Sicherlich hat die SPD nicht kraftvoll gewirkt. Aber das ist nicht der Punkt. Entscheidend ist doch: wer es nicht schafft, sich in der Regierung zu profilieren, der wird wenigstens in der Opposition gezwungen, kämpfen zu müssen, sich bekennen zu müssen. Es ist doch so, daß ein Teil der Abgeordneten sagt: Was machen wir denn, wenn uns die Verwaltung nicht mehr zuarbeitet? Da sind in den letzten Jahren einige muskelschwach geworden, weil der Selbstbehauptungszwang fehlte.

Können Sie sich ein Angebot der CDU vorstellen, bei dem die SPD wieder in den Senat gehen sollte?

Die CDU kommt politisch mit nichts rüber, was interessant und nicht selbstverständlich ist. Selbst wenn die CDU der SPD fünf der zehn Ressorts überließe, würde das nicht als Erfolg, sondern nur als notariell beglaubigte Postensucht der SPD gehandelt werden. Wenn die CDU sagt, wir machen Berlin- Brandenburg und sparen gemeinsam – das ist doch kein großes Programm, mit dem sich die SPD gegenüber der CDU als linke Partei profilieren kann.

Ich habe im übrigen vor fünf Jahren erlebt, daß wir von der CDU gar nicht viel zu fordern brauchten – es wurde uns fast alles zugestanden. Man war bei der CDU so scharf darauf, wieder an die Fleischtöpfe der Macht zu kommen, daß so ziemlich alles unterschrieben wurde. Aber als es dann darum ging, das dort Fixierte einzufordern, da wollte die CDU nicht mehr viel davon wissen – und der eine oder andere SPD-Senator auch nicht.

Das Versagen in der Großen Koalition ist offenkundig. Warum wollen andere Sozialdemokraten dennoch weitermachen?

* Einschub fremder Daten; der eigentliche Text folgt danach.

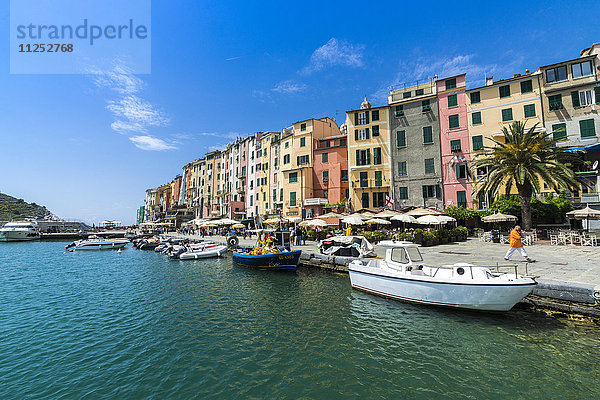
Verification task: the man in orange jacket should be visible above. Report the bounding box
[504,225,532,261]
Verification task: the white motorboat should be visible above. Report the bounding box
[0,219,40,242]
[348,241,537,311]
[65,235,129,251]
[174,243,227,260]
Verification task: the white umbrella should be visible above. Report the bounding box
[366,218,392,225]
[481,212,517,222]
[342,215,364,225]
[417,215,443,225]
[391,214,417,224]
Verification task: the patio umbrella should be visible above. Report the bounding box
[417,215,443,225]
[481,212,517,223]
[342,215,364,225]
[407,208,440,217]
[391,214,417,224]
[567,206,600,230]
[365,218,392,225]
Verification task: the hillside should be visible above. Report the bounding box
[0,193,56,221]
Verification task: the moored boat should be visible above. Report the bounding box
[348,241,537,311]
[233,250,302,271]
[65,235,129,251]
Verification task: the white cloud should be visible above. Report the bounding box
[271,80,306,94]
[129,135,177,151]
[300,38,365,75]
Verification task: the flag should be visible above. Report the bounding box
[385,194,394,207]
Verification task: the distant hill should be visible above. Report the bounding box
[0,193,57,221]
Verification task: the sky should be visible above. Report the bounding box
[0,0,600,224]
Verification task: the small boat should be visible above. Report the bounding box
[0,218,40,242]
[233,250,302,271]
[65,235,129,251]
[348,241,537,311]
[173,243,228,260]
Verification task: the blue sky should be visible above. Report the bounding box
[0,0,600,223]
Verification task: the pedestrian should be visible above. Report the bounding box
[504,225,533,261]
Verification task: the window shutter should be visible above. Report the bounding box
[571,90,579,107]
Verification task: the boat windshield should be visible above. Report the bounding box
[406,247,423,262]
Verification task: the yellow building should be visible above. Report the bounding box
[467,72,552,209]
[279,117,341,218]
[346,98,391,210]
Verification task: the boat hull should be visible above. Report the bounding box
[349,269,536,311]
[233,250,302,271]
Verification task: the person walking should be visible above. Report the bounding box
[504,225,533,261]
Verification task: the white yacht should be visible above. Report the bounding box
[348,241,537,311]
[0,219,40,242]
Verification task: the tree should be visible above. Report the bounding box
[473,121,579,229]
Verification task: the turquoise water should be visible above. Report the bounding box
[0,242,600,399]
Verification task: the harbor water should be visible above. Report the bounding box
[0,242,600,399]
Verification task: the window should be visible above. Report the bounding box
[450,139,460,153]
[373,147,381,165]
[425,158,435,174]
[423,126,433,144]
[394,105,404,117]
[473,135,483,150]
[548,94,562,111]
[571,61,592,79]
[446,78,456,90]
[398,161,408,176]
[448,114,460,129]
[523,104,535,118]
[579,119,596,138]
[356,149,371,165]
[361,193,369,208]
[375,171,383,187]
[373,192,385,207]
[448,94,458,108]
[421,100,431,112]
[552,124,567,139]
[456,190,467,208]
[521,79,533,93]
[456,164,467,179]
[546,65,567,83]
[396,131,406,147]
[398,186,408,200]
[423,185,442,199]
[354,128,369,140]
[360,172,369,188]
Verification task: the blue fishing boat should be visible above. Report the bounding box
[233,250,302,271]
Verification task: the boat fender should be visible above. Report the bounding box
[227,235,240,247]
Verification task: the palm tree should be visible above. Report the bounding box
[473,121,580,229]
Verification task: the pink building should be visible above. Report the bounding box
[436,74,473,208]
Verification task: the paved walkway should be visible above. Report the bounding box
[169,235,600,289]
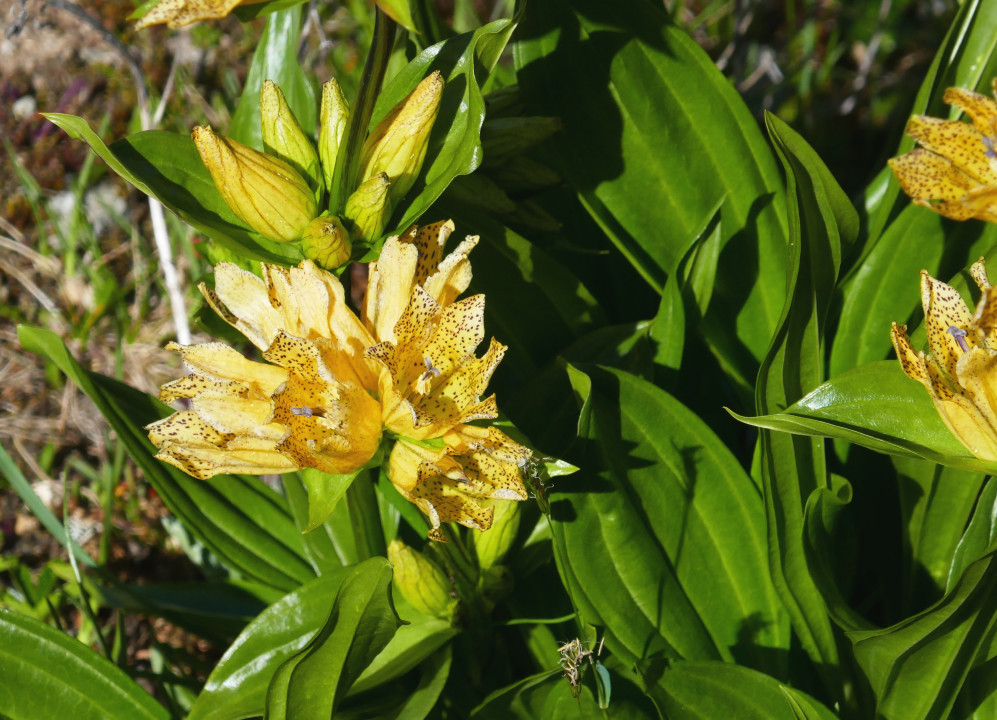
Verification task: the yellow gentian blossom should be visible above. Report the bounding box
[146,261,381,479]
[147,222,531,540]
[889,80,997,222]
[363,222,531,540]
[893,258,997,462]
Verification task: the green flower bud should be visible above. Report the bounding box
[318,78,350,189]
[388,540,457,618]
[360,71,443,201]
[343,173,391,245]
[474,500,519,570]
[301,213,353,270]
[260,80,322,197]
[192,126,318,242]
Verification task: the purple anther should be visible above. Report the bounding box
[948,325,969,352]
[983,136,997,160]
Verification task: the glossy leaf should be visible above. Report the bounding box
[755,114,858,694]
[551,368,789,667]
[848,549,997,720]
[45,113,301,265]
[731,360,997,473]
[228,5,318,151]
[0,610,169,720]
[18,326,314,590]
[371,20,516,235]
[514,0,786,392]
[265,558,401,720]
[643,661,837,720]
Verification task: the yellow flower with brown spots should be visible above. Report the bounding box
[363,222,531,540]
[146,261,381,479]
[889,79,997,222]
[893,258,997,462]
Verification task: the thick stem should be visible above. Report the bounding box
[329,8,398,214]
[346,472,388,562]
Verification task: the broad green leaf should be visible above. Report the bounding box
[18,325,314,590]
[265,558,401,720]
[0,445,96,567]
[829,205,945,377]
[892,457,986,612]
[642,661,837,720]
[514,0,786,392]
[228,5,318,151]
[45,113,301,265]
[551,366,789,670]
[847,549,997,720]
[0,609,169,720]
[471,668,654,720]
[731,360,997,473]
[190,567,349,720]
[371,20,516,235]
[433,201,604,377]
[755,114,858,695]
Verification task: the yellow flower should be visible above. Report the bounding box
[192,126,318,242]
[146,261,381,479]
[363,222,531,540]
[890,80,997,222]
[135,0,266,30]
[893,258,997,462]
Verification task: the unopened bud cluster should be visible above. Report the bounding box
[193,72,443,270]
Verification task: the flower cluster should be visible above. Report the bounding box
[890,80,997,222]
[893,258,997,462]
[147,222,530,540]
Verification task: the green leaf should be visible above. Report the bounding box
[514,0,786,392]
[301,468,360,532]
[371,20,516,235]
[755,114,858,696]
[731,360,997,473]
[551,366,789,667]
[847,549,997,720]
[642,661,837,720]
[18,325,314,590]
[0,610,169,720]
[266,558,401,720]
[45,113,301,265]
[893,457,986,612]
[228,5,318,152]
[830,205,945,377]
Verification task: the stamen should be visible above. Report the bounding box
[948,325,969,352]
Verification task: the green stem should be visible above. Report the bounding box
[329,8,398,215]
[346,472,388,562]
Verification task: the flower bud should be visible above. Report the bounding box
[343,173,391,245]
[474,500,519,570]
[301,213,353,270]
[192,126,318,242]
[318,78,350,189]
[388,540,457,618]
[360,71,443,201]
[260,80,322,196]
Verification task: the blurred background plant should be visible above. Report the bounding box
[0,0,958,708]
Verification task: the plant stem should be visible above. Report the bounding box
[329,8,398,214]
[346,472,388,562]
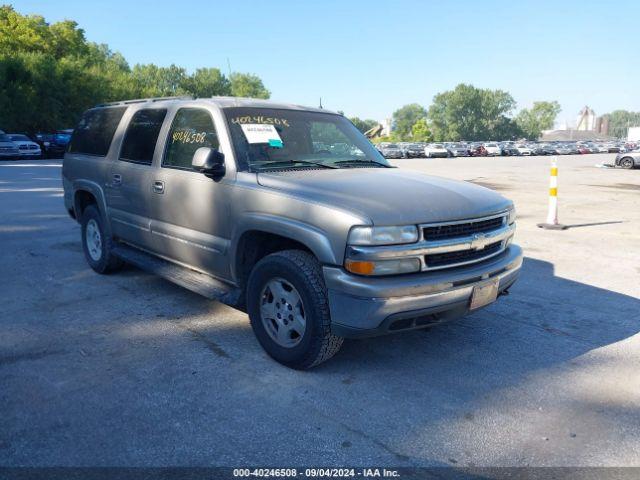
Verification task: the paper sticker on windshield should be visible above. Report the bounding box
[240,123,282,148]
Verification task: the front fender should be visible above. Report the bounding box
[229,212,344,277]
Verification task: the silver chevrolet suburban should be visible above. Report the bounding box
[62,97,522,369]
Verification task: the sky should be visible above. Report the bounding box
[7,0,640,125]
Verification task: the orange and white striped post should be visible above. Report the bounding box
[538,156,567,230]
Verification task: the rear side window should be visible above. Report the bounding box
[69,107,127,157]
[162,108,220,170]
[120,109,167,165]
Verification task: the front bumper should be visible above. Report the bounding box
[323,244,522,338]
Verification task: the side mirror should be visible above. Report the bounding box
[191,147,226,178]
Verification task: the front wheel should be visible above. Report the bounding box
[247,250,343,370]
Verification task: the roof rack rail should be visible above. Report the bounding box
[94,95,196,108]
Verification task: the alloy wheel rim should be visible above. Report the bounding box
[260,278,307,348]
[84,218,102,262]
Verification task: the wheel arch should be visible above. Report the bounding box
[230,215,337,287]
[73,180,111,234]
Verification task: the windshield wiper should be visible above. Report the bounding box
[254,160,340,169]
[333,158,395,168]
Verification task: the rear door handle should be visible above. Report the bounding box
[153,180,164,193]
[111,173,122,187]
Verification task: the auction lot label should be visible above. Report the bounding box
[0,468,640,480]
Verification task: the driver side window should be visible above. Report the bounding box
[162,108,220,170]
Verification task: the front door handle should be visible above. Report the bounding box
[153,180,164,193]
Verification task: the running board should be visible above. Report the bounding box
[113,243,240,307]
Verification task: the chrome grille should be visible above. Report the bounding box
[422,216,505,241]
[424,242,503,268]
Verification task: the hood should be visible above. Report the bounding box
[257,168,512,225]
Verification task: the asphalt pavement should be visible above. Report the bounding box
[0,155,640,467]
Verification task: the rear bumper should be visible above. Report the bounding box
[323,245,522,338]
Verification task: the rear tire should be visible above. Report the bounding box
[247,250,343,370]
[81,205,124,274]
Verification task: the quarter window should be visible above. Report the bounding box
[69,107,127,157]
[162,108,220,170]
[120,109,167,165]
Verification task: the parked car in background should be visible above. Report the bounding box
[594,143,609,153]
[424,143,449,158]
[0,133,20,160]
[483,143,502,157]
[402,143,424,158]
[615,151,640,169]
[578,145,593,155]
[471,145,488,157]
[7,133,42,159]
[605,143,620,153]
[515,143,532,155]
[49,129,73,158]
[500,144,520,157]
[447,143,471,157]
[555,145,571,155]
[380,143,404,158]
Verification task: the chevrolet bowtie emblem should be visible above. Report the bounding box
[471,233,488,250]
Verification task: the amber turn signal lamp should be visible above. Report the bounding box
[344,260,375,275]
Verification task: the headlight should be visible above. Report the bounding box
[344,258,421,275]
[348,225,418,245]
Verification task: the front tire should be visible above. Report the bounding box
[81,205,123,273]
[247,250,343,370]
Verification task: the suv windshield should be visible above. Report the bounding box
[224,107,389,171]
[9,135,31,142]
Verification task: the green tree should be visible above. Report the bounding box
[411,118,433,142]
[428,84,515,141]
[0,6,269,132]
[183,68,231,98]
[602,110,640,138]
[131,63,187,97]
[349,117,378,133]
[229,72,271,98]
[516,101,561,140]
[393,103,427,140]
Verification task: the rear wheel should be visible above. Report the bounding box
[81,205,123,273]
[247,250,342,369]
[620,157,633,169]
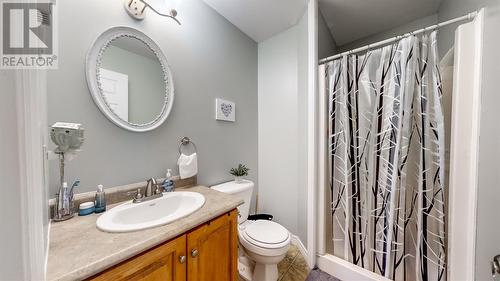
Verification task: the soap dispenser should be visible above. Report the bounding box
[163,169,174,192]
[95,184,106,213]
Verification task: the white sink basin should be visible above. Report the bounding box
[97,191,205,232]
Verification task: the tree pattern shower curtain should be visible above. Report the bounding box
[324,32,446,281]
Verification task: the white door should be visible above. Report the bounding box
[100,68,128,121]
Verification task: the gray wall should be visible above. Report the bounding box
[48,0,258,194]
[258,12,307,243]
[0,70,25,280]
[439,0,500,281]
[338,14,438,53]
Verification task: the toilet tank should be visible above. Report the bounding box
[210,180,254,223]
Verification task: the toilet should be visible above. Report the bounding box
[211,180,291,281]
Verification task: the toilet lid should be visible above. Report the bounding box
[244,220,290,244]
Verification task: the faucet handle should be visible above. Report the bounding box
[134,188,144,199]
[154,184,161,195]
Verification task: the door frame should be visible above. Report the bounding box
[447,9,484,280]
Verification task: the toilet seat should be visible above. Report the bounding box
[240,220,290,249]
[238,220,291,257]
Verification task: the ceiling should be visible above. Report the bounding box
[319,0,442,46]
[204,0,306,42]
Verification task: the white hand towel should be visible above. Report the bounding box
[177,153,198,179]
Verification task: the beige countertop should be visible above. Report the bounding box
[46,186,243,281]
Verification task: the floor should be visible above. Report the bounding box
[278,245,309,281]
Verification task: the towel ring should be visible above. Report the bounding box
[179,137,198,154]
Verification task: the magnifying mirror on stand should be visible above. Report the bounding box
[50,122,85,221]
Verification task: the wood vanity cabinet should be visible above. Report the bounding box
[88,210,238,281]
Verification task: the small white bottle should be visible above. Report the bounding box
[163,169,174,192]
[95,184,106,213]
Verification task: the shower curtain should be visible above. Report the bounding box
[323,32,446,281]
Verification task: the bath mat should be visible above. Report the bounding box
[306,268,340,281]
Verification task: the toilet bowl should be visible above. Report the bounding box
[211,180,291,281]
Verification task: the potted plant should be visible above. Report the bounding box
[229,164,250,183]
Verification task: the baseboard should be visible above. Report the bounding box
[292,234,311,269]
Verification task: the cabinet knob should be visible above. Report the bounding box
[191,249,198,258]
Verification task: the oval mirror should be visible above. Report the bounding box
[86,27,174,132]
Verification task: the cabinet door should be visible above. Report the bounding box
[89,235,186,281]
[187,210,238,281]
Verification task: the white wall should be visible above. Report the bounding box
[0,70,25,280]
[258,14,308,243]
[318,12,338,59]
[48,0,258,196]
[439,0,500,280]
[338,14,438,53]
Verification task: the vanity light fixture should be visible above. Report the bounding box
[124,0,181,25]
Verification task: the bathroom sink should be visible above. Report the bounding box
[97,191,205,232]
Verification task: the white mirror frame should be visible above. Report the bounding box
[85,26,174,132]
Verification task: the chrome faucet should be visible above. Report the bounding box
[132,178,163,203]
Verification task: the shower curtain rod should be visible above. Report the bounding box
[319,11,477,65]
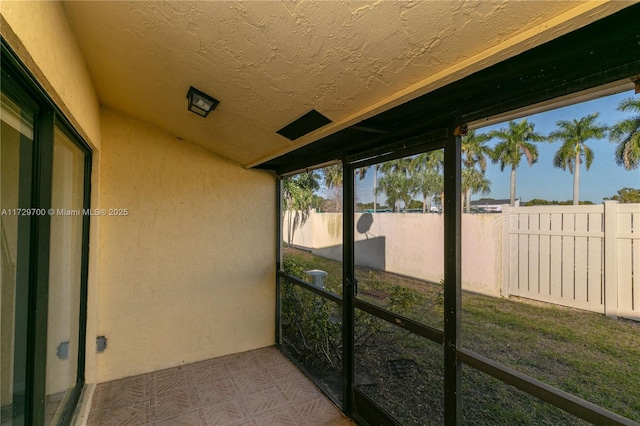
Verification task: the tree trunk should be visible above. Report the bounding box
[573,148,580,206]
[373,165,378,213]
[466,188,471,213]
[509,166,516,207]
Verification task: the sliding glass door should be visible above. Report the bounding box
[0,85,37,425]
[0,44,91,426]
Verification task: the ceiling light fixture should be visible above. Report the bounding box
[187,86,220,117]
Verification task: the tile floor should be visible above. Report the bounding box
[87,347,354,426]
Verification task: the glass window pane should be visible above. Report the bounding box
[282,164,343,294]
[354,149,444,329]
[280,279,342,403]
[45,128,84,424]
[0,93,34,425]
[462,92,640,424]
[355,309,444,426]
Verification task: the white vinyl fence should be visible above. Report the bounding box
[283,201,640,321]
[502,201,640,320]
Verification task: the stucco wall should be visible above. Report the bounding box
[283,212,503,296]
[96,109,276,382]
[0,0,100,382]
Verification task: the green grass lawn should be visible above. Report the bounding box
[285,248,640,425]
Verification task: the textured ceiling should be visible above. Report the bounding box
[65,0,624,165]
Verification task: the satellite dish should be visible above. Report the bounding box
[356,213,373,234]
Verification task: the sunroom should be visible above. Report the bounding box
[0,1,640,426]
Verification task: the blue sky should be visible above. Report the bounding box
[356,91,640,203]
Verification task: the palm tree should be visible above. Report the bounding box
[489,119,544,206]
[322,164,342,212]
[461,167,491,213]
[548,112,607,206]
[460,130,491,173]
[356,164,380,213]
[413,169,444,213]
[460,130,492,213]
[609,98,640,170]
[409,149,444,213]
[377,172,415,211]
[282,172,320,244]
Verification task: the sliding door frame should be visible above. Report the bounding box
[0,38,92,425]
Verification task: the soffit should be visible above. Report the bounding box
[65,0,624,165]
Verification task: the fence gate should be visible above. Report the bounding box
[503,202,640,320]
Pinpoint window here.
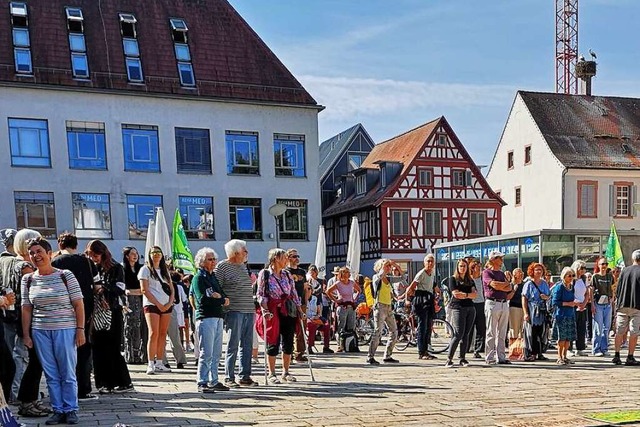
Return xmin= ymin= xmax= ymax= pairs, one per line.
xmin=424 ymin=211 xmax=442 ymax=237
xmin=451 ymin=169 xmax=467 ymax=187
xmin=9 ymin=119 xmax=51 ymax=168
xmin=66 ymin=120 xmax=107 ymax=170
xmin=609 ymin=182 xmax=637 ymax=218
xmin=122 ymin=125 xmax=160 ymax=172
xmin=356 ymin=174 xmax=367 ymax=195
xmin=119 ymin=13 xmax=144 ymax=83
xmin=276 ymin=199 xmax=308 ymax=240
xmin=273 ymin=133 xmax=305 ymax=177
xmin=169 ymin=18 xmax=196 ymax=87
xmin=347 ymin=154 xmax=364 ymax=172
xmin=229 ymin=197 xmax=262 ymax=240
xmin=71 ymin=193 xmax=111 ymax=239
xmin=9 ymin=2 xmax=33 ymax=74
xmin=179 ymin=196 xmax=215 ymax=240
xmin=418 ymin=168 xmax=433 ymax=187
xmin=65 ymin=7 xmax=89 ymax=79
xmin=578 ymin=181 xmax=598 ymax=218
xmin=175 ymin=128 xmax=211 ymax=174
xmin=127 ymin=194 xmax=162 ymax=240
xmin=226 ymin=131 xmax=260 ymax=175
xmin=391 ymin=210 xmax=409 ymax=236
xmin=469 ymin=211 xmax=487 ymax=236
xmin=14 ymin=191 xmax=57 ymax=238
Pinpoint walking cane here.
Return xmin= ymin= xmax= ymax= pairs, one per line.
xmin=300 ymin=317 xmax=316 ymax=382
xmin=262 ymin=313 xmax=269 ymax=386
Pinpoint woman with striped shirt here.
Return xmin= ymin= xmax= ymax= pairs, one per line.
xmin=22 ymin=237 xmax=85 ymax=425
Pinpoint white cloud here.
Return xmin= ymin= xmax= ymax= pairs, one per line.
xmin=299 ymin=75 xmax=516 ymax=120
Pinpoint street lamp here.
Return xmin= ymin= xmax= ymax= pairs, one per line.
xmin=269 ymin=203 xmax=287 ymax=248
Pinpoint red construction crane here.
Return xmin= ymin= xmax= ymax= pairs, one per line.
xmin=555 ymin=0 xmax=578 ymax=94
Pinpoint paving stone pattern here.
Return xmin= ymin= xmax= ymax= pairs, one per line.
xmin=13 ymin=349 xmax=640 ymax=427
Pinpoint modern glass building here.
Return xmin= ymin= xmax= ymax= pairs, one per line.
xmin=434 ymin=230 xmax=640 ymax=278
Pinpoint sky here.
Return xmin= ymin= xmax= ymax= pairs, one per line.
xmin=230 ymin=0 xmax=640 ymax=173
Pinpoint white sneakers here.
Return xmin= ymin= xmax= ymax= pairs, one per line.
xmin=147 ymin=360 xmax=171 ymax=375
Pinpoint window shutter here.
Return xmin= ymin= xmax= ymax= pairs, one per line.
xmin=609 ymin=185 xmax=616 ymax=216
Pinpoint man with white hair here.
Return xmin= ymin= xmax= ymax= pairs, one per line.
xmin=214 ymin=239 xmax=258 ymax=387
xmin=612 ymin=249 xmax=640 ymax=366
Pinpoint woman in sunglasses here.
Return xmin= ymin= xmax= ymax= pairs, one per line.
xmin=591 ymin=257 xmax=614 ymax=357
xmin=138 ymin=246 xmax=174 ymax=375
xmin=551 ymin=267 xmax=578 ymax=365
xmin=21 ymin=237 xmax=85 ymax=425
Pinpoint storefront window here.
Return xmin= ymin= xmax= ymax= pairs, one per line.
xmin=542 ymin=235 xmax=574 ymax=279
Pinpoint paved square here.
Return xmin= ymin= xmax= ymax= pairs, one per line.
xmin=14 ymin=348 xmax=640 ymax=427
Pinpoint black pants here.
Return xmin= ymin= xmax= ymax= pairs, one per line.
xmin=267 ymin=313 xmax=298 ymax=356
xmin=449 ymin=307 xmax=476 ymax=360
xmin=569 ymin=310 xmax=591 ymax=351
xmin=469 ymin=302 xmax=487 ymax=353
xmin=92 ymin=309 xmax=131 ymax=389
xmin=18 ymin=347 xmax=42 ymax=403
xmin=0 ymin=323 xmax=16 ymax=402
xmin=524 ymin=322 xmax=546 ymax=357
xmin=76 ymin=325 xmax=93 ymax=397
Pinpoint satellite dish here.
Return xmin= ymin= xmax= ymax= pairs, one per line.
xmin=269 ymin=203 xmax=287 ymax=217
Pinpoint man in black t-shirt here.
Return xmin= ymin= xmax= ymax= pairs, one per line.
xmin=51 ymin=233 xmax=98 ymax=400
xmin=285 ymin=249 xmax=309 ymax=362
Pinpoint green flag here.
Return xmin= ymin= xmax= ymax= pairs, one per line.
xmin=605 ymin=221 xmax=624 ymax=269
xmin=171 ymin=209 xmax=196 ymax=274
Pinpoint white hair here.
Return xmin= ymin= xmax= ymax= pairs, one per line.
xmin=224 ymin=239 xmax=247 ymax=258
xmin=193 ymin=247 xmax=218 ymax=267
xmin=560 ymin=267 xmax=576 ymax=280
xmin=13 ymin=228 xmax=42 ymax=260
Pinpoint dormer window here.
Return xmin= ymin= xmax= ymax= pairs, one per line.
xmin=169 ymin=18 xmax=196 ymax=86
xmin=119 ymin=13 xmax=144 ymax=83
xmin=356 ymin=174 xmax=367 ymax=196
xmin=65 ymin=7 xmax=89 ymax=79
xmin=9 ymin=2 xmax=33 ymax=74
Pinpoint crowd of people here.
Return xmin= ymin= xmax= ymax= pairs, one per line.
xmin=0 ymin=229 xmax=640 ymax=425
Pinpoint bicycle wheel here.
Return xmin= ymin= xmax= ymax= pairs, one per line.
xmin=429 ymin=319 xmax=453 ymax=354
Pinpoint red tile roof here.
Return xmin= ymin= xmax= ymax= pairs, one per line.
xmin=518 ymin=91 xmax=640 ymax=169
xmin=0 ymin=0 xmax=317 ymax=106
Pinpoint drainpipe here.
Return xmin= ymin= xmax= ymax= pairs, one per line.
xmin=560 ymin=166 xmax=575 ymax=231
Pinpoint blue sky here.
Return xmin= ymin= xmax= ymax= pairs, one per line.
xmin=231 ymin=0 xmax=640 ymax=167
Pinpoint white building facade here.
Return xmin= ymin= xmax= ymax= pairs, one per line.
xmin=0 ymin=0 xmax=322 ymax=266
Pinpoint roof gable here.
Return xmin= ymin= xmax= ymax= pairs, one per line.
xmin=518 ymin=91 xmax=640 ymax=169
xmin=318 ymin=123 xmax=374 ymax=180
xmin=0 ymin=0 xmax=317 ymax=105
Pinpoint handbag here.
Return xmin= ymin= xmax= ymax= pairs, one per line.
xmin=91 ymin=294 xmax=111 ymax=331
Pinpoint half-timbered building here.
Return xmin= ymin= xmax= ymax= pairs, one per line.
xmin=323 ymin=117 xmax=504 ymax=274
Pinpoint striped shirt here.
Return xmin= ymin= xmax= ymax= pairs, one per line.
xmin=214 ymin=259 xmax=256 ymax=313
xmin=22 ymin=269 xmax=82 ymax=331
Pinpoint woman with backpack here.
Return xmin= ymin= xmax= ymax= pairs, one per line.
xmin=86 ymin=240 xmax=134 ymax=394
xmin=21 ymin=237 xmax=85 ymax=425
xmin=522 ymin=262 xmax=550 ymax=362
xmin=256 ymin=248 xmax=305 ymax=384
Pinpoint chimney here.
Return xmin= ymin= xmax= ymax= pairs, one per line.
xmin=576 ymin=58 xmax=596 ymax=96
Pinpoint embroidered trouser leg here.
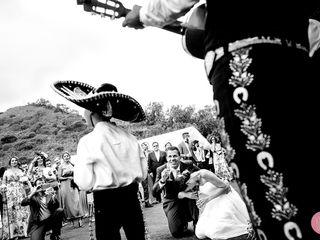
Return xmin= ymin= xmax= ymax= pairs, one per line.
xmin=209 ymin=44 xmax=320 ymax=240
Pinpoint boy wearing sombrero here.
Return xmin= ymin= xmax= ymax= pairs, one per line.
xmin=52 ymin=81 xmax=147 ymax=240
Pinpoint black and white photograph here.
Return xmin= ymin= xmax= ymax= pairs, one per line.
xmin=0 ymin=0 xmax=320 ymax=240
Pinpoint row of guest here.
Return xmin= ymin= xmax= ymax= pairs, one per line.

Wenn man sich bei den Rednern des Parteitags anschaut, wer eine Aufgabe in der Großen Koalition wahrnimmt oder ein Amt anstrebt, dann zeigt sich, daß vor allem jene für die Große Koalition eintreten, die sich jetzt kaum noch etwas anderes vorstellen können. Hier hat Marx immr noch recht: Das Sein bestimmt das Bewußtsein.